Omicidio Faraci Moglie disperata

«Vivevamo in simbiosi, lui era l’elemento forte della nostra coppia. E io non gli avrei mai fatto nulla di male». Melina Aita,

dal carcere femminile di Monza nel quale è reclusa per l’omicidio del marito Antonio Faraci, non si da’ pace, professandosi innocente. Continua a ripeterlo nei colloqui avuti con l’avvocato che la sta difendendo, Cesare Cicorelladel Foro di Busto Arsizio.

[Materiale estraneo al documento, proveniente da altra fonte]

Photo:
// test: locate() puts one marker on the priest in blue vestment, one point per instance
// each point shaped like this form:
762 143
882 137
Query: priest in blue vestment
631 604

Ieri mattina la richiesta di scarcerazione presentata dal legale è stata rigettata: Cicorella farà appello, ma in questo momento prevalgono amarezza e disorientamento: «E’ una donna distrutta dal dolore – dice il legale di Busto – spero per la credibilità del paese in cui vivo e del sistema che il Pm abbia elementi così schiaccianti per giustificare quanto sta accadendo. Stiamo parlando di una persona incensurata, che non ha mai fatto nulla di male a nessuno. Non è corretto giocare a rimpiattino. La difesa è un diritto riconosciuto e il Pm deve condividere gli elementi in possesso. Voglio sperare che il Pm abbia compiuto tutte le verifiche necessarie perchè quello che sta accadendo è assurdo».

Il riferimento è andato anche ai due indagati, accusati di omicidio in concorso, che sono spuntati nelle ultime ore dei quali non si sa nulla: «Non abbiamo alcun elemento – spiega il legale – non sappiamo chi siano e che elementi abbiano a carico. Intanto c’è una donna che molto probabilmente non potrà esserci neppure il giorno in cui gli seppelliranno il marito. Se dovesse succedere, e non ci fossero gli elementi schiaccianti che auspico abbiano, qualcuno dovrà farsi quantomeno un esame morale».

La donna resta in carcere, ma la vicenda è ancora avvolta nel mistero: troppi elementi, infatti, non sono ancora emersi.

Dopo gli ultimi eventi, cioè l’iscrizione nel registro degli indagati di due individui che dovranno rispondere di omicidio in concorso e l’assenza di macchie di sangue in macchina come certificato dai primi esami, il quadro accusatorio si è modificato.

Visto che la donna resta in carcere, è logico pensare che l’accusa abbia elementi “forti” di presunta colpevolezza. Per l’impianto accusatorio, il fatto che in macchina non siano state trovate macchie di sangue, evidentemente rappresenta un fattore molto secondario all’interno della vicenda. Ma per l’accusa la moglie continua ad avere un ruolo di primo piano nell’omicidio anche se potrebbe non essere l’autrice materiale. «Non può essere la mandante potenziale dell’omicidio – sottolinea l’avvocato Cicorella – se i due assassini avessero agito su mandato, lo avrebbero fatto con altre modalità». Sono ancora tanti i dubbi che si annidano nella storia, le circostanze da chiarire tantissime, ma per il momento una delle poche certezze è che la pensionata di 64 anni, Melina Aita, resta in carcere per l’omicidio di suo marito.